Friday, October 13, 2023

Friday's Old Fashioned: Yellow Sky (1948)


William Wellman’s 1948 western “Yellow Sky” is half a good movie. That’s true of many movies, really, though rarely have I seen a half-good movie so exact in its demarcation line between good and bad, literally etched in a character’s face. That character is Stretch Dawson (Gregory Peck), barely breaking a sweat as he and his gang rob a bank to open the film, only to sweat a lot as they are forced to make an escape across the salt flats of Death Valley. “Saves us the trouble of hanging ‘em,” observes one of the cavalrymen giving chase who chooses to let them go. Rather than perish in the desert, however, Stretch and his band of outlaws eventually stumble upon a ghost town. Exhausted and thirsty, barely able to focus their eyes, standing on a derelict main street before a collapsed sign heralding “Yellow Sky, the fastest growing town in the territory,” Wellman’s movie momentarily suggests a proto-acid western, almost dream-like. Or maybe it resembles something closer to western noir, given how Wellman and cinematographer Joseph MacDonald utilize the setting for all manner of shadows, jagged angles and beguiling close-ups (see above) that evince as much tension as the brewing situation itself, one to do with the town’s lone inhabitants, an aged prospector (Robert Arthur) and his daughter Mike (Anne Baxter), sitting on a cache of gold that Stretch and his men determine to take for themselves.
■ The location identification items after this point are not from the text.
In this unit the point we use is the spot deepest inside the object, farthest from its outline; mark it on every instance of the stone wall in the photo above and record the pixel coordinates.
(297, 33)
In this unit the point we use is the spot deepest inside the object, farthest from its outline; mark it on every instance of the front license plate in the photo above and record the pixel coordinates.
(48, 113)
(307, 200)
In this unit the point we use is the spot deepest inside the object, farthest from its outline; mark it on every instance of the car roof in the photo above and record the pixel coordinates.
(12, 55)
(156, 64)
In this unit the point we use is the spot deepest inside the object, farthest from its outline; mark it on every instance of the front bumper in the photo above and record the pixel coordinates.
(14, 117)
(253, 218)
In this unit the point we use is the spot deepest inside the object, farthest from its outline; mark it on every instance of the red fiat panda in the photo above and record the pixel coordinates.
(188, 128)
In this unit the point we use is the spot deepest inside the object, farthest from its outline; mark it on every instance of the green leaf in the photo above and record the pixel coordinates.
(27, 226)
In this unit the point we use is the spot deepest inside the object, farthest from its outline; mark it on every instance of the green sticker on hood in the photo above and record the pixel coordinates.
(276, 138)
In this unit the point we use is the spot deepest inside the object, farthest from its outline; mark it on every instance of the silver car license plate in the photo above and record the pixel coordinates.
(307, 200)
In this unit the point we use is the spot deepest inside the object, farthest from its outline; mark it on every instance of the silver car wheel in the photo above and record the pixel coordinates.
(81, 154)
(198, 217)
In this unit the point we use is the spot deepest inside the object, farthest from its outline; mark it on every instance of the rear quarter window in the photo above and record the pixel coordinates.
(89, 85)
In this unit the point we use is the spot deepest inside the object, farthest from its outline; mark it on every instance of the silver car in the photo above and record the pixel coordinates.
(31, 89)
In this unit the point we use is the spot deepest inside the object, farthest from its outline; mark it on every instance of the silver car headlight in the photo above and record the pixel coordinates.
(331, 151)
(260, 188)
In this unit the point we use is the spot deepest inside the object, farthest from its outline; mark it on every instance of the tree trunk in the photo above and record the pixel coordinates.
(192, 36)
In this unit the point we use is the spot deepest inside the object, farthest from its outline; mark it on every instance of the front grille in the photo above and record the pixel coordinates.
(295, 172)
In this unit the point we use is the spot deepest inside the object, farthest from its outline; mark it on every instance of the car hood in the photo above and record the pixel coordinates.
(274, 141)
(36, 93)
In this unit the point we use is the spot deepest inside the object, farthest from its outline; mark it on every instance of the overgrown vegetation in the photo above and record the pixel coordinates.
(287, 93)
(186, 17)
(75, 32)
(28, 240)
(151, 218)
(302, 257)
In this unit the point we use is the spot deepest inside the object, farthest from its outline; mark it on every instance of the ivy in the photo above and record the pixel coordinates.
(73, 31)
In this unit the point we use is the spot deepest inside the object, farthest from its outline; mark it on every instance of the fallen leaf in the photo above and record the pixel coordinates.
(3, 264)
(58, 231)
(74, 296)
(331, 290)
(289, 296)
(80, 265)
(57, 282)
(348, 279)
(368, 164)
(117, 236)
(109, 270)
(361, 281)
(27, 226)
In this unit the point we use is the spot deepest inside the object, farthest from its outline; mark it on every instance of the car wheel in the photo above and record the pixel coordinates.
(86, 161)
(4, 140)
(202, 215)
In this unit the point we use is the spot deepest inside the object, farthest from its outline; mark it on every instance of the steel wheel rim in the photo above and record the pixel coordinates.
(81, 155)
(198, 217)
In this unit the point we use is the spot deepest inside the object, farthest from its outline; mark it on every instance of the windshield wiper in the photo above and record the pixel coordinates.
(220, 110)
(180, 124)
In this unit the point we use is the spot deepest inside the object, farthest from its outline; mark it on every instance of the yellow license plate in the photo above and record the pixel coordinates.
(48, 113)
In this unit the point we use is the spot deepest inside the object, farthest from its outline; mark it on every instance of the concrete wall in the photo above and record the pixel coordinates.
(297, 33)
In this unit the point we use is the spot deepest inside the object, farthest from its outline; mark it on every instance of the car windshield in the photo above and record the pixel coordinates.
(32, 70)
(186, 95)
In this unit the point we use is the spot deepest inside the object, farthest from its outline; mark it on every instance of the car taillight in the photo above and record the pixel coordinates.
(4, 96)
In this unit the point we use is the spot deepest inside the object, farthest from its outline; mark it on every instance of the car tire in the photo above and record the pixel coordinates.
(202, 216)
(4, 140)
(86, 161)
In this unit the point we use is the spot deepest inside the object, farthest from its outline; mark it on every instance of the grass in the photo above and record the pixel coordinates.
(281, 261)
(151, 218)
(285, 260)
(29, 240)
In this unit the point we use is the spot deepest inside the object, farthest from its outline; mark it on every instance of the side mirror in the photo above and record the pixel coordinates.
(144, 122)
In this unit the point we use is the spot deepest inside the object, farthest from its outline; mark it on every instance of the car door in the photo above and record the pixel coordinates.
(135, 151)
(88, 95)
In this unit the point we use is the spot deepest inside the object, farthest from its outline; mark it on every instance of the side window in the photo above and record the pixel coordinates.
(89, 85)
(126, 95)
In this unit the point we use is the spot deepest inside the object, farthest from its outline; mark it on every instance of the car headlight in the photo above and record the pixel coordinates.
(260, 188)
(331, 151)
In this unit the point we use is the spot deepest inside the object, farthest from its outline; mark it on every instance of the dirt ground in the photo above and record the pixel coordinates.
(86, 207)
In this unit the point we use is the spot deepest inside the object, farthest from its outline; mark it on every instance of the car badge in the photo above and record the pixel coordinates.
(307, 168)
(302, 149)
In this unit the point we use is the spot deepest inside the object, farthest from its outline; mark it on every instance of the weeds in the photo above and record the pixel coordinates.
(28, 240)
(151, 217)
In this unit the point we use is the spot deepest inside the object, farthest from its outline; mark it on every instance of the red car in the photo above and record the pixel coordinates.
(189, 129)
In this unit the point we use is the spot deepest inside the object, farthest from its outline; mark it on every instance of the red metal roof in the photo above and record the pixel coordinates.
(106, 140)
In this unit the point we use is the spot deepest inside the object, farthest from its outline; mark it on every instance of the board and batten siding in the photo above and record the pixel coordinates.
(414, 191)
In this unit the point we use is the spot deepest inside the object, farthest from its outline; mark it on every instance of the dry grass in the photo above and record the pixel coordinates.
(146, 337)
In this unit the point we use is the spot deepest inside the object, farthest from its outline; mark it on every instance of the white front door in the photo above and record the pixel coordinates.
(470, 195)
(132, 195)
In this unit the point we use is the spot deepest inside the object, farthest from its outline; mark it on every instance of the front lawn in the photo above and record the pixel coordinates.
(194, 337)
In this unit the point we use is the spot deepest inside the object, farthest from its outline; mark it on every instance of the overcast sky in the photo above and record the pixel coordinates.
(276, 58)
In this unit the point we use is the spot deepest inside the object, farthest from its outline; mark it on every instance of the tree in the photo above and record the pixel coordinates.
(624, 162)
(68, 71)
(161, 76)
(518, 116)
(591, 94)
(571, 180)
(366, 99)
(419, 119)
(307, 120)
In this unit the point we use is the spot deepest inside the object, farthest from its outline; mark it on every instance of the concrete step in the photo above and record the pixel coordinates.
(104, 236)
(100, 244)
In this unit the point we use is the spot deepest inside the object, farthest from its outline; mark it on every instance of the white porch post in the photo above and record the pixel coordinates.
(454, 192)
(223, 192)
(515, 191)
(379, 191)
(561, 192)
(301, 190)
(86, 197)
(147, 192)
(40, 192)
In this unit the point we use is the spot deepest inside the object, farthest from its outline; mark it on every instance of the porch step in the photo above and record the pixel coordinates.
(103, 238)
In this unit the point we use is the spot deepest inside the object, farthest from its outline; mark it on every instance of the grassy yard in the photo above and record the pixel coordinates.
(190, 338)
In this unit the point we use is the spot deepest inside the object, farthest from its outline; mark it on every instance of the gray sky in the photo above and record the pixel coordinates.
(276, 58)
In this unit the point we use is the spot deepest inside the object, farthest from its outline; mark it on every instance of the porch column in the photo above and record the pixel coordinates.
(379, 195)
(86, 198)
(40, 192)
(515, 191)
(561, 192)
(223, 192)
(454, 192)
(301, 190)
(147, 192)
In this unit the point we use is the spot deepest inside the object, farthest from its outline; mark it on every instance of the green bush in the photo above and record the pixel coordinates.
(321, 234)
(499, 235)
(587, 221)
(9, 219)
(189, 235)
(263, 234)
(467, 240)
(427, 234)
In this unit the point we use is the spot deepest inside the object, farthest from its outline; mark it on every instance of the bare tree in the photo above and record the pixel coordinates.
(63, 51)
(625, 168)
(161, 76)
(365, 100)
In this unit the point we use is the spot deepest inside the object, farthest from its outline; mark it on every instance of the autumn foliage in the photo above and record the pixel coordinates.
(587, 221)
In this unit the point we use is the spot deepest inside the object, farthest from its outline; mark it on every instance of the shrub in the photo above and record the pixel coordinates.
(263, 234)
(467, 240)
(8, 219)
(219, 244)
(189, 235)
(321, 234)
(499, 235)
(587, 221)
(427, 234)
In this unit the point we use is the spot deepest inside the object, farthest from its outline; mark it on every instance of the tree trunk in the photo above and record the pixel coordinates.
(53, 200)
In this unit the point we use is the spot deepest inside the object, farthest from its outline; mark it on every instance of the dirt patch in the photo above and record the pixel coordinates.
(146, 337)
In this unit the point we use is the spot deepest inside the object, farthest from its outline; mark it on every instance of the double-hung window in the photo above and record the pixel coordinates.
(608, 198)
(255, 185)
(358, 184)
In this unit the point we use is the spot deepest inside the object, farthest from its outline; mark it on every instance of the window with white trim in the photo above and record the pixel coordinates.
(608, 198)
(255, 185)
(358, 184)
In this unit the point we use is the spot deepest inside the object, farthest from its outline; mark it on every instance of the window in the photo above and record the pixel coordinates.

As the race for the gold heats up, and even a group of Apache Indians swarm main street, “Yellow Sky” reverts to a more traditionalist mode. Indeed, Mike’s real name is Constance Mae, and as a photo of a woman in a dress and hat affixed to her wall suggests, there is a struggle here between tomboy and being proper, to quote Alma Burke. The real Pygmalion, though, turns out to be Stretch. Peck isn’t exactly an ugly duckling in his whiskers and bandana, but once he shaves midway through and changes his shirt, the character’s identity changes too, all the more conspicuous given how little Peck modulates his performance. One minute he’s Henry Fonda in “Once Upon a Time in the West,” the next he’s Henry Fonda in “My Darling Clementine,” and by the end, when he’s literally returning the money he stole at the movie’s start, it really did feel like an acid western. Am I dreaming this?